Desde antes da decisão do Supremo, há dois anos, já havia propostas legislativas para deixar explícita, na Constituição, a possibilidade de execução da pena antes do esgotamento de recursos de uma ação. Na Câmara, uma PEC (Proposta de Emenda à Constituição) que trata do assunto seria votada no último dia 1º na comissão que analisa o tema, mas a discussão acabou adiada.

André Mendonça diz que

Decretos das armas

Pastor da Igreja Presbiteriana e considerado por Bolsonaro "extremamente evangélico", Mendonça deverá ter que participar, no ano que vem, da retomada de um julgamento que discute os decretos de Bolsonaro que facilitam o acesso a armas no país. Parte destas regras está suspensa por decisão da ministra Rosa Weber, mas a análise definitiva ainda depende do plenário do Supremo.

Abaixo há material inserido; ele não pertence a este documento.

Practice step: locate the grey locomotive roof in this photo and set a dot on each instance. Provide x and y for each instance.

Em setembro, o caso foi levado a julgamento virtual. Quando o placar já estava em 3 votos a 0 para que os dispositivos fossem declarados inconstitucionais, o ministro Nunes Marques pediu vista do processo e interrompeu a discussão. Quando o processo for retomado no ano que vem, Mendonça terá que se posicionar.

Na sabatina, a senadora Eliziane Gama (Cidadania-MA), relatora da indicação, ligou a circulação de armas no país a casos de feminicídio e perguntou a posição do ex-ministro de Bolsonaro a respeito. "É bom lembrar que nós tivemos vários decretos apresentados pelo Presidente da República esvaziando o Estatuto do Desarmamento, o que nós entendemos como um retrocesso", acrescentou a congressista.

Em resposta, Mendonça afirmou que é preciso debater "quais os limites" para a posse e o porte de armas, mas não comentou dos decretos presidenciais. "Eu não posso me manifestar sobre a exatidão da possibilidade ou não ou da constitucionalidade ou não do tratamento que foi dado pelos decretos e por atos também legislativos que tratam da matéria", afirmou.

CPI e terras indígenas

Outro tema sobre o qual Mendonça evitou entrar em detalhes foram as conclusões da CPI da Covid, que foi lembrada na sabatina por Eliziane Gama e também por Rogério Carvalho (PT-SE). Os crimes apontados no relatório final que envolvem pessoas com foro privilegiado no STF são alvo de apuração PGR (Procuradoria-geral da República), e Mendonça poderá ter que tomar decisões sobre o tema.

Aos senadores na CPI ele afirmou que não poderia comentar o conteúdo das investigações, mas prometeu que dará tratamento sério às investigações.

Posso garantir a Vossas Excelências meu compromisso de apuração e tratamento adequado do resultado dos trabalhos da CPI"
André Mendonça, que vai assumir a 11ª cadeira do STF

Mendonça também deverá tomar parte no julgamento sobre o marco temporal das Terras Indígenas, que define se os povos originários podem reivindicar terras que já não estavam ocupadas por eles à época da Constituição. O tema foi discutido em setembro no plenário do STF, mas o ministro Alexandre de Moraes pediu vista dos autos.

No mês seguinte, Moraes liberou o processo para julgamento, mas uma nova sessão para tratar do tema ainda não foi agendada. No momento da interrupção, o placar do julgamento era de 1 a 1, na disputa que opõe ruralistas e defensores dos povos indígenas.

Aos senadores, Mendonça recorreu outra vez ao argumento de que não poderia analisar o caso antes de ser chamado a julgá-lo. "Eu não poderia me manifestar sob pena de estar impedido, o que não me impede de dizer do meu total compromisso com o respeito à dignidade humana, à cultura e aos valores das comunidades indígenas do nosso país", disse.